Parents of Milat victim’s warning: ‘Don’t hitchhike’
THE father of one of Ivan Milat's young victims has urged parents not to let it stop their children having adventures.
Ian Clarke, whose daughter Caroline and her friend Joanne Walters were the last backpackers to be killed by Australia's worst serial killer, said she had been having the time of her life.
He said a lot had changed since the two girls were murdered in 1992 and his message to young travellers was not to hitchhike.
One thing that had stayed the same was that parents would always worry, he said.
"(But) to parents, don't stop them going," Mr Clarke said from their family's home in the north of England today.
"Caroline and the others were desperately unlucky but they were a tiny minority and to the last they were having the time of their lives."
Until the bodies of the seven backpackers were found in the Belanglo State Forest south of Sydney in 1992 and 1993, hitchhiking was almost considered a rite of passage for young people in Australia.
Caroline, 21, had arrived in Sydney in September 1991 inspired by her older brother Simon's travels around the world including Australia where he had worked in Narrabri and Lightning Ridge.

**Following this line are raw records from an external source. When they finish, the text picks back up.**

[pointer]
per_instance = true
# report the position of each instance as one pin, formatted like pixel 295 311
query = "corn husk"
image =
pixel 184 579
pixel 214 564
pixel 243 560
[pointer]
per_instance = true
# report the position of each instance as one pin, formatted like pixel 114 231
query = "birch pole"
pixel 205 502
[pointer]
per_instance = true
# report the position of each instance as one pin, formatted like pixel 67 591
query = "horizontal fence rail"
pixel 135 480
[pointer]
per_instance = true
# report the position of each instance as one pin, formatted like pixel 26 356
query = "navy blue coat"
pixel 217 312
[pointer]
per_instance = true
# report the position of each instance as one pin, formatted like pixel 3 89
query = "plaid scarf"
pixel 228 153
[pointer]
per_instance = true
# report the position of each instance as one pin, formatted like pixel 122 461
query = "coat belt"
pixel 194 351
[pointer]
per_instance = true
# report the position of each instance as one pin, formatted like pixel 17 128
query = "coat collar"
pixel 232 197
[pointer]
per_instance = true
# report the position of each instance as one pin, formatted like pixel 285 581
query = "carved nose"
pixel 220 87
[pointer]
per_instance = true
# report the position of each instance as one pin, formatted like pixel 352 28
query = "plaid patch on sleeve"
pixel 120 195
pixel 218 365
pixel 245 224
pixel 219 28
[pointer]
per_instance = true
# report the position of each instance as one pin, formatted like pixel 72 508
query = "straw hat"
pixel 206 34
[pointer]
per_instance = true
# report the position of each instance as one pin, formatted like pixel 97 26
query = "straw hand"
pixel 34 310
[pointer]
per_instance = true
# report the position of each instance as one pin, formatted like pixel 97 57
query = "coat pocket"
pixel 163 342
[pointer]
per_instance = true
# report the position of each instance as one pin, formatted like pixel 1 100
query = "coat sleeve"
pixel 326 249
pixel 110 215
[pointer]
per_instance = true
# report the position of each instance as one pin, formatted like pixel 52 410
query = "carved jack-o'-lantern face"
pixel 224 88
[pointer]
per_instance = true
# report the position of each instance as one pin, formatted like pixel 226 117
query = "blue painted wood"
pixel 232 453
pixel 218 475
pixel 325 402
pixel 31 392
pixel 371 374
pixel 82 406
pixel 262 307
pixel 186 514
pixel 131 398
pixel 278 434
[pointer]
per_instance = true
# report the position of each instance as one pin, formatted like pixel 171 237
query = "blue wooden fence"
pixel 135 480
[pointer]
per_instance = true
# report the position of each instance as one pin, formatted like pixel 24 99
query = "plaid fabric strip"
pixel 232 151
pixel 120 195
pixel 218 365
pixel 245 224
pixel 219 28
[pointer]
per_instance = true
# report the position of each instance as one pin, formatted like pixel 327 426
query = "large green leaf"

"Our son went to Australia and many other countries before Caroline and it was the making of him but he didn't hitchhike," Mr Clarke said.
"If you do hitchhike then try and get the registration of the car and text it."
It is believed Caroline and Joanne, 22, from Wales, had been picked up by Milat like all of his victims at Casula on the Hume Highway to head south where they had fruit picking jobs. They were last seen on April 18, 1992.
Mr Clarke and Caroline's mum Jacquie were due to fly to Australia at the end of September 1992 to take over the search for the girls from Joanne's parents when they got the dreaded call from police to say the bodies had been found.
With Milat's death in Long Bay Jail at 74 from cancer at the weekend, Mr Clarke said: "Thankfully this whole awful experience can now be put behind us."
His said social media had made it easier for young travellers to let people know where they were.
"So much has changed. But one thing is the same: parents worry," he said.
"So for their peace of mind and the safety of the young it must be vital that they keep in regular touch which nowadays is so simple with all the variety of options available.
"But, of course, the most important thing is don't hitchhike. Apart from regular calls I think it would be wise to let people know when you set out where you are going and your means of travel."
Mr and Mrs Clarke sat with the parents of the other backpackers - James Gibson and Deborah Everist from Victoria and Simone Schmidl, Gabor Neugebauer and Anja Habschied - through Milat's Supreme Court trial in 1996 for the seven murders and the abduction of another backpacker, Paul Onions, who escaped.
Milat had given Caroline's green and white Benetton top to his unwitting girlfriend Chalinder Hughes whose photographs wearing it at the beach were found by police and were among damning evidence presented at the trial.
While the serial killer's body remains in the state morgue, police are preparing a brief of evidence for an inquest into his death.
All deaths in custody are reported to the coroner.